Metacritic Film

5x2

Starring Valeria Bruni Tedeschi, Stéphane Freiss, Géraldine Pailhas, Françoise Fabian, Michael Lonsdale, Antoine Chappey, Marc Ruchmann, and Jason Tavassoli

MPAA RATING: R for strong graphic sexuality, language and some drug content

ThinkFilm Inc.
Drama  |  Foreign  |  Romance
90 minutes | Color
France
Released In Theaters June 10, 2005

5x2 is a haunting and realistic evocation of the evanescence of love, and how adult relationships evolve over time.

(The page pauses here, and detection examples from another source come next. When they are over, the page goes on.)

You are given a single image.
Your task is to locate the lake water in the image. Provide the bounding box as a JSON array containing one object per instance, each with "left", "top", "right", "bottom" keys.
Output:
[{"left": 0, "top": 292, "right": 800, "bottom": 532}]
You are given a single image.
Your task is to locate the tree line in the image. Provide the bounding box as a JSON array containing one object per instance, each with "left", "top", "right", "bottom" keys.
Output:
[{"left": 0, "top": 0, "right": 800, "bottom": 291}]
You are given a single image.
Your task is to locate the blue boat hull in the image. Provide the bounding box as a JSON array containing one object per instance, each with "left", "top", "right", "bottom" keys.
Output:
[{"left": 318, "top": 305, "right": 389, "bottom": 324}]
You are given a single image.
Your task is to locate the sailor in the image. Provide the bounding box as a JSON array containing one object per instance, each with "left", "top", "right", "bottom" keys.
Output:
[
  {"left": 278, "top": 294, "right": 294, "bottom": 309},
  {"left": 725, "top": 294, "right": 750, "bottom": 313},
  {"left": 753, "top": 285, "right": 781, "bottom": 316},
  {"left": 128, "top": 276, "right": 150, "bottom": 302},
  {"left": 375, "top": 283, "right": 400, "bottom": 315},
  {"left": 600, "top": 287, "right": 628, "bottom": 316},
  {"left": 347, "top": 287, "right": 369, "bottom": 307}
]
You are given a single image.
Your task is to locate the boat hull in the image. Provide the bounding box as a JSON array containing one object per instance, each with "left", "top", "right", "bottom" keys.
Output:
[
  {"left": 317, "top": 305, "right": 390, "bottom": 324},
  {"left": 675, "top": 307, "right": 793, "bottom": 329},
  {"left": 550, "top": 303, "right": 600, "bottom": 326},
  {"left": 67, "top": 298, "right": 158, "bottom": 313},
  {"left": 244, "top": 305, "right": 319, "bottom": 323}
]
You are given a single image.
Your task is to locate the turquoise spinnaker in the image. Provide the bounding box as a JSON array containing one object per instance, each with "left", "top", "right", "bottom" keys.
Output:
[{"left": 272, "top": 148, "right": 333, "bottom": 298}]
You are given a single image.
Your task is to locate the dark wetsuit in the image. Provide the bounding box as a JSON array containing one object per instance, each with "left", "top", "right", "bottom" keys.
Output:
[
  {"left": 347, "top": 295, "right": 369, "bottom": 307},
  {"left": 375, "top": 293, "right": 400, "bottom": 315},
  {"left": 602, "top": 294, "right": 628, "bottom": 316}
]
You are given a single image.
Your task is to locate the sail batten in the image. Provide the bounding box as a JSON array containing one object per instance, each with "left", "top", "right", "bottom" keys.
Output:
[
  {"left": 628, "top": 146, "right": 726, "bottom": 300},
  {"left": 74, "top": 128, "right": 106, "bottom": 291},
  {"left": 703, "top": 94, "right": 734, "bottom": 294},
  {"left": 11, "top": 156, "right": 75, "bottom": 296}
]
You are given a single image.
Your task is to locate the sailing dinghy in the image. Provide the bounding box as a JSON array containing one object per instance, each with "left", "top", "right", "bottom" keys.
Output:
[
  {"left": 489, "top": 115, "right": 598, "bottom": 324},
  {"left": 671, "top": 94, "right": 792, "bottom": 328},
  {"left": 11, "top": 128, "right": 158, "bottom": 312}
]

Returning to a more intimate scale following his international smash "Swimming Pool," Ozon's chamber drama is an anatomy of a failed marriage told in reverse chronology. (ThinkFilm)

WRITTEN BY
François Ozon (scenario)
Emmanuèle Bernheim (scenario collaborator)

DIRECTED BY
François Ozon

Overall Metascore

This is a weighted, normalized average of all individual scores given by critics, on a scale of 0 (worst) to 100 (best).

62 / 100

Critic Reviews

100 Seattle Post-Intelligencer
Ozon's greatest special effect is holding the camera in tight on the faces of Bruni-Tedeschi (one of the most expressive faces in French cinema) and Freiss.
91 Portland Oregonian
A sort of anti-date movie, a smart but deeply cynical study in failure, with our sense of loss growing in direct proportion to the characters' romantic hopes.
80 The Onion (A.V. Club)
Unlike "Eternal Sunshine Of The Spotless Mind," which holds the memories of a doomed affair as precious, there's nothing bittersweet about Ozon's failed romance, but its problems are equally true.
80 Washington Post
Plays a little like a mystery, the central question of which is not whodunit but why.
75 Chicago Tribune
When you piece it all together, it becomes mildly fascinating.
75 Christian Science Monitor
Compellingly acted and rich in visual ideas, but a bit thin in its psychological approach.
75 ReelViews
5x2 is a little talky and the pace is slow, but, for this kind of motion picture, it's one of the best around.
70 Variety
Excellent perfs and writer-director Francois Ozon's sure, unfussy way with the camera add up to a viewing experience whose richness depends in large part on how much the viewer reads into the human templates on display.
70 Village Voice
Deceptively placid and subtly unpredictable drama.
70 Washington Post
You can make a good movie about a bad marriage, as countless directors, the latest being Ozon, have discovered.
70 Chicago Reader
Austere and formally complex, the drama may nevertheless be Ozon's most accessible film due to the physical attractiveness and vitality of the intelligent couple.
67 Entertainment Weekly
Feminist sanctimony, it turns out, looks much the same forward and backward.
63 New York Post Kyle Smith
France's François Ozon's 5 x 2, which resembles Ingmar Bergman's "Scenes from a Marriage" told in reverse, could be played for laughs, or suspense -- who killed this marriage? -- or with the rueful irony of Stephen Sondheim's backward musical "Merrily We Roll Along."
63 Philadelphia Inquirer
Cool, clinical and not altogether convincing.
63 The Globe and Mail (Toronto)
In 5 x 2, the 2 are terrific; it's the 5 that needs work.
63 Boston Globe
It flirts intriguingly with the unknowable, what it shows us of the knowable isn't terribly interesting.
60 TV Guide
A wickedly entertaining bit of domestic tragedy.
60 Salon.com
In the end I respected 5x2 more than I loved it. As we move backward in time, the distance between audience and characters inevitably widens -- we know what's going to happen and they don't -- and I found the effect a little astringent.
50 LA Weekly
There’s precious little character development forward or backward.
50 Los Angeles Times
Bruni-Tedeschi is a lovely actress, and whatever emotion is evident onscreen comes courtesy of her.
50 San Francisco Chronicle
The film is bleak, not particularly compelling, and the characters are frustrating, the enemies of their own happiness.
50 The New York Times
Told in the usual sequence, the story of Gilles and Marion would be a banal bell curve of infatuation, bliss, boredom, regret and recrimination. As it is, 5x2 does not quite make the case that Gilles and Marion are entirely worth our interest, let alone our sympathy, but the reversal of narrative order gives their ordinary moments together a faint aura of mystery, as Mr. Ozon teases us with the conceit that it will all make sense in the end - or rather, the beginning.
50 Austin Chronicle
Ozon's take on this marriage in particular is notable – apart from Freiss and Bruni-Tedeschi's bracing performances – for his unwillingness to let things spiral out of complete control.
40 Dallas Observer
For anyone who believes in the gorgeously messy truth of French social drama, it's a grave disappointment.